Bulunduğu yerden kaçıp gitmek sorunlardan kurtulma duygusu
vermiştir. Sorunların dışarıda olduğu yanılgısı sürdükçe insanoğlu hep oradan
oraya sürüklenecektir. İstanbul’da, evimize işimize yakınken yapamadıklarımızı
500 km ötede mi yapacağız? Bir araya gelebilenler bir mahalle ya da bir
apartman ile işe başlayamaz mı? Kendi ailelerimiz, arkadaşlarımız içinde ne
durumdayız? Bunca siyasi, dini bölünmüşlüğümüzle nereye kadar gidebiliriz? Silahla,
parayla değil, inanç ve emekle kurtarılmış bölgeler yaratmalıyız. Önemli olan
kargaşanın ortasında ayakta kalmaktır. Önemli olan kendi karanlığımızda ışığı
çoğaltmaktır. Zihnin, egonun cennetmiş gibi yapabilmenin her türlü oyununu bize
oynatacağını unutmamak gerekir. Kendimizi kandırmanın en entelektüel biçimi mi
aradığımız?
İnsanların yönetilmemesi, kendi kararlarını verebilmesi de bir
ütopyadır. Çünkü öngörüsü herkesin olgun oluşuna dayanır. Oysa her insanın
varlık düzeyi aynı değildir. Doğal farkların ortak yönetime katılması
kararların alınmasını zorlar. Farklı görüşü kabul etme, eleştirme, uygulama
olgunluğu gösterilmesi gerekir. Gruplaşmalar, dedikodular biçiminde ortaya
çıkan ego dürtülerinin yönetilmesi gerekir. Bilimin de felsefenin de yanlışı insanı uyanık, akıllı, olgun saymasıdır. Oysa insan egoların, benliklerin uykusundadır ve çoğu zaman bir makine gibi otomatik davranır.

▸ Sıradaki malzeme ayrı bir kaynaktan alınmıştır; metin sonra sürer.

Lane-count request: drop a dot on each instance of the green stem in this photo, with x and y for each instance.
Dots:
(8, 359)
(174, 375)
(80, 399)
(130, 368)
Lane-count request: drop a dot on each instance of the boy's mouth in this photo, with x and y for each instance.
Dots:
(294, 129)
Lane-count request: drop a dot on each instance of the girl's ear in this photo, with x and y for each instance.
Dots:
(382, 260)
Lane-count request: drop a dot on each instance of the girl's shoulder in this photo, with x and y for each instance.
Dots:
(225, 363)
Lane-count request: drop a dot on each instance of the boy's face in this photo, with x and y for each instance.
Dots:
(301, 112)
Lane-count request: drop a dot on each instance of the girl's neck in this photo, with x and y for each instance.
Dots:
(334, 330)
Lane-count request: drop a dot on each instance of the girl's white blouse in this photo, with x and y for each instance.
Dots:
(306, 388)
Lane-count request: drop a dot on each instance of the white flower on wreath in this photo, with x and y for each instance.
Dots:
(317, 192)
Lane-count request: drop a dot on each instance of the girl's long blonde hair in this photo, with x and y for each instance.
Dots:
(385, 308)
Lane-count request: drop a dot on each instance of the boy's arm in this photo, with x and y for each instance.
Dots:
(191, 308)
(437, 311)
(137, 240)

Ortak akıl, bireysel egoları bir süre törpüleyebilir. Kalıcı
bir dönüşüm için ütopik çalışmalar marş motoru gibi harekete geçirici olabilir.
İnsanlar yaparken dönüşür. Belirgin bir hedef ve hedef doğrultusunda eğitimler,
pratikler gerekir. Karşılaşılabilecek içsel ve dışsal sorunları bilmek ve onlara
verilecek karşılıkları planlamak gerekir.
Proje dikkat ister. Somut bir proje yedi aşamada ilerler. Düşüncenin
ortaya konulması ve ilk toplantılar, hedefin belirlenmesi ilk iki aşamadır.
Üçüncü aşama zordur, ilk somut adımlar atılır; mekan alımı, öteki mali
ayrıntılar… Dört, beş ve yine zor olan altıncı aşama ve yedi tam işleyiş. Dördüncü
ve beşinci aşama uygulamalarla sürer. Zor bir aşama, yani altıncı; irade, çaba,
doğru bir müdahale ister. O format atılmadan sonuç ortaya çıkmaz, kalıcılık
yakalanmaz. Her şey yedi ivmeyle gerçekleşir, üçe ve altıya dikkat etmezsek yarım
kalır, tamamlanamaz.
Ben kendi içimde ütopik serüveni, yani eve dönüşü
seçenlerdenim. Mesafeleri içimde aşmaya çalışıyorum. İçsel dünyamda ego
dağlarıma tırmanıyor, onların görkemini sarsıyorum. Böylece çevremde, dış
gerçeklikte dönüşümler, güzellikler yaratmaya çalışıyorum. Güneşli bir Ege
köyünde değil, İstanbul’un kapalı, soğuk sokaklarındayım. Biliyorum ki içimde
başardığım küçük bir dönüşüm, dış dünyada beni çok ilerilere taşıyor. Kendimi
buldukça yaptıklarımı görüyor ve yapabileceklerimi biliyorum. Karanlık
yanlarımı fark edip kendimle yüzleşince her iki dünyada da büyüyorum. Aslında
bütün mesele, bedene çokça takılıp ruhumuzu kibarca dışlıyoruz ya, tam tersini
yapmak: Bedenli bir gündem yerine onu kibarca dışlayıp ama yok saymadan psikolojik bir çalışmaya, ruhumuza yer açmalıyız.